Pine needles crunch beneath my feet as I trek farther into the woods. I get far enough away from Jude’s house that I know he can’t see me before I sink to the ground and bury my head in my hands. What the hell am I supposed to do when I leave here? And what happens if Tom finds out I’m not actually dead? I don’t even know what the man looks like. How I'm supposed to stay away from monsters that I can’t identify? My head is a mess of emotions and fears. I can’t accept the fact that I may end up going through something like this again if Tom finds me. Jude has dictated my life since I was dragged into his house, and this is where it stops. I’m not leaving until Tom Campbell is dead, and I can go back to the life I busted my ass for. I don’t want to be Sarah Jones, and I don’t want to live the rest of my life looking over my shoulder.

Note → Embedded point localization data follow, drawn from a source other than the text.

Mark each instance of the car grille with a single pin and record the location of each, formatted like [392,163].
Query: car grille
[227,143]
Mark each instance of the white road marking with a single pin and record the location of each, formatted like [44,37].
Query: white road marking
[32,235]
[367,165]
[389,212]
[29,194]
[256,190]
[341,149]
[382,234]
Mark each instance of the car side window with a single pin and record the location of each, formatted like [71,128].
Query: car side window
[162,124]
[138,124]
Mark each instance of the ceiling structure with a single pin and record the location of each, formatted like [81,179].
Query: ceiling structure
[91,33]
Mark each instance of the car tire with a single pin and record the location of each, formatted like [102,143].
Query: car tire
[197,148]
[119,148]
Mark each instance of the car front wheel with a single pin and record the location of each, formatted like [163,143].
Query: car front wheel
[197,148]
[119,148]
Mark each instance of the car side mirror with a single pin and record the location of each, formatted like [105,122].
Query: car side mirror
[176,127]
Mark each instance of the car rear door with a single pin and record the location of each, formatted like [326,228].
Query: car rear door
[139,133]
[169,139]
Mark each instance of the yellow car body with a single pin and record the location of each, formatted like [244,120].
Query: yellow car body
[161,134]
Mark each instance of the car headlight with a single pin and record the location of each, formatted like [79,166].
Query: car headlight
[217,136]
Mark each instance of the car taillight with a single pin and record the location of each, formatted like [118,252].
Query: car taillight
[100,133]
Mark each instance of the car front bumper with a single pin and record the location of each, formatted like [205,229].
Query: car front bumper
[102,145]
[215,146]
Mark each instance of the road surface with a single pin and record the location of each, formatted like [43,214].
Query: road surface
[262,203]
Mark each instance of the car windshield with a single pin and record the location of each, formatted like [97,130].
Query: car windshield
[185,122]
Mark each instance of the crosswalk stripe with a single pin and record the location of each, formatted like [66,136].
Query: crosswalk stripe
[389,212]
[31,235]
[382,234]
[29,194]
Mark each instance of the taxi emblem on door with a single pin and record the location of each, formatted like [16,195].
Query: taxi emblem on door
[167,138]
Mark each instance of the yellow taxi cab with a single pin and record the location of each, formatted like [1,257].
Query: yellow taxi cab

I push up from the ground, dusting dirt from my hands on my way back toward the house. Jude is still on the porch, a fresh cigarette in his hand and a smirk on his face that infuriates me. “Get lost?”
Instead of answering, I take the ID from my pocket and hand it to him. “I worked seven years to be a doctor. I’m not throwing that away.”
He takes a slow drag from his cigarette and damn him for making something so unhealthy look attractive. “Hate to tell you, you’re never getting that back.”
“Oh, I will. Just as soon as you kill Tom.”
“You have no idea how any of this works. Just because I kill him doesn’t mean you get your life back. You’re dead, Victoria.” He flicks the butt of his cigarette across the yard, then takes the piece of plastic from my hand.
“And when Tom’s gone, I’ll pop up and be undead, Jude.”
A flicker of amusement crosses his green eyes. “You don’t wanna be Sarah Jones? Fine.” He holds up the ID between his fingers and folds it in two. “But the sooner you accept you’ll never be Victoria Deveaux again, the better off you’re gonna be.”
That is a reality I refuse to accept. “I can’t...” My voice cracks, and it feels like I’m on the verge of breaking until he pulls me against his chest. I cling to him like he’s a life raft in the stormy sea of my ruined life, but he’s more like an island, one I’m trapped on. One I don’t think I want to be rescued from. I tell myself I came back because if he kills Tom, I can have my old life again. But it’s more than that.
After a few moments, he unwinds his arms from around me, then cups my face in his rough hands. “I didn’t want you to leave.”
And that might be the worst part of all because as messed up as it is for me to feel any kind of pull toward him, I know he feels it, too. We’re two people who have been thrown into each other’s paths, and I’m not sure how much longer I can fight this.